Un'ora in meno di sonno ma giornate più lunghe, risparmi energetici e ipotesi di ora legale permanente al vaglio del Parlamento.

Tra il 28 e il 29 marzo lancette avanti, risparmi e l'ipotesi di mantenerla tutto l'anno

Conto alla rovescia per il cambio dell'ora: nel 2026 l'ora legale scatterà nella notte tra sabato 28 e domenica 29 marzo, con un giorno di anticipo rispetto al 2025.

Alle 2 del mattino gli orologi andranno portati avanti di sessanta minuti: diventeranno le 3.
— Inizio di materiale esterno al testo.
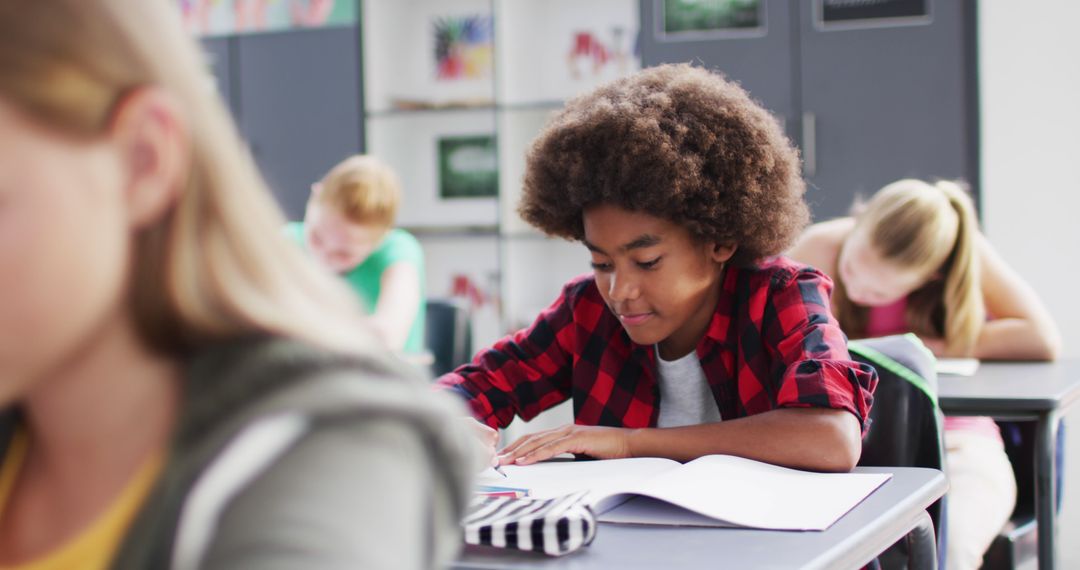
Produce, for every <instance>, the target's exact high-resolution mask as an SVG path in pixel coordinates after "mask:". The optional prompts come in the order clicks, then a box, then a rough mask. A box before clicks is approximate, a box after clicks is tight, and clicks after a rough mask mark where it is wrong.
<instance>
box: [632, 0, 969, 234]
mask: <svg viewBox="0 0 1080 570" xmlns="http://www.w3.org/2000/svg"><path fill="white" fill-rule="evenodd" d="M663 1H664V0H642V1H640V6H642V16H643V31H644V33H643V42H642V55H643V59H644V63H645V65H656V64H660V63H666V62H698V63H700V64H701V65H704V66H706V67H710V68H715V69H719V70H720V71H723V72H725V73H726V74H727V76H728V77H730V78H732V79H734V80H737V81H740V82H741V83H742V84H743V86H745V87H746V89H747V90H748V91H750V92H751V94H752V95H753V96H754V97H755V98H757V99H758V100H760V101H761V103H762V104H764V105H765V106H766V107H768V108H769V109H770V110H772V111H773V112H774V113H777V114H778V117H780V118H781V119H782V120H783V122H784V125H785V130H786V131H787V133H788V135H789V136H791V137H792V139H793V140H794V141H796V144H797V145H798V146H799V147H800V149H801V151H802V154H804V159H805V161H804V162H805V169H804V174H805V177H806V179H807V182H808V191H807V200H808V202H809V203H810V205H811V208H812V211H813V214H814V218H815V219H826V218H831V217H834V216H839V215H843V214H846V213H847V212H848V209H849V208H850V206H851V204H852V202H853V200H854V198H855V195H858V194H861V195H864V196H866V195H869V194H872V193H873V192H875V191H876V190H877V189H878V188H880V187H881V186H883V185H886V184H888V182H890V181H892V180H895V179H899V178H903V177H919V178H929V179H932V178H962V179H964V180H967V181H969V182H970V184H971V185H972V188H973V190H975V191H976V195H977V188H978V138H977V136H978V128H977V124H978V106H977V84H976V77H975V69H976V62H975V36H974V35H975V32H974V29H975V26H974V22H975V2H974V1H973V0H924V2H921V3H922V4H923V5H924V9H926V10H924V12H926V14H927V15H926V16H922V17H895V18H881V19H866V21H851V22H843V23H825V22H823V21H822V19H823V18H822V14H823V12H822V11H823V9H824V6H825V5H826V4H828V3H829V2H828V1H827V0H761V4H762V6H761V14H762V15H764V23H765V25H764V30H761V31H760V32H758V33H732V35H729V36H728V37H716V38H712V39H696V40H664V39H662V38H658V36H659V35H658V33H657V31H658V25H659V24H660V19H659V16H660V12H659V10H660V9H659V6H661V5H662V3H663ZM889 3H890V2H885V3H882V4H889ZM893 3H896V4H909V5H910V4H913V2H909V1H908V2H893ZM849 4H850V3H849ZM914 4H920V2H914Z"/></svg>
Il passaggio dall'ora solare a quella legale comporterà, come di consueto, un'ora di sonno in meno, ma giornate più luminose: il sole tramonterà un'ora più tardi, regalando un pomeriggio più 'lungo' e contribuendo al contenimento dei consumi grazie a un minore ricorso all'illuminazione artificiale, con effetti diretti sulle bollette.

L'ora legale resterà in vigore fino all'ultima domenica di ottobre 2026, il 25, quando si tornerà all'ora solare riportando indietro le lancette di un'ora.

Sul tema, in Parlamento è allo studio l'ipotesi di mantenere l'ora legale per tutto l'anno.

Dal 2004 al 2024, secondo le stime, l'Italia ha risparmiato oltre 12 miliardi di kilowattora e circa 2,3 miliardi di euro grazie all'orario estivo.

La permanenza dell'ora legale 12 mesi l'anno potrebbe tradursi in un risparmio annuo di 720 milioni di kilowattora e circa 180 milioni di euro, oltre a una riduzione delle emissioni di anidride carbonica di 200.000 tonnellate l'anno, equivalente all'assorbimento di circa sei milioni di alberi.

È quanto si legge in un documento pubblicato dal Parlamento, che ha avviato un' "Indagine conoscitiva sull'impatto dell'ora legale permanente sul territorio nazionale: effetti e ricadute sui settori". La conclusione dell'indagine è attesa entro il 30 giugno 2026.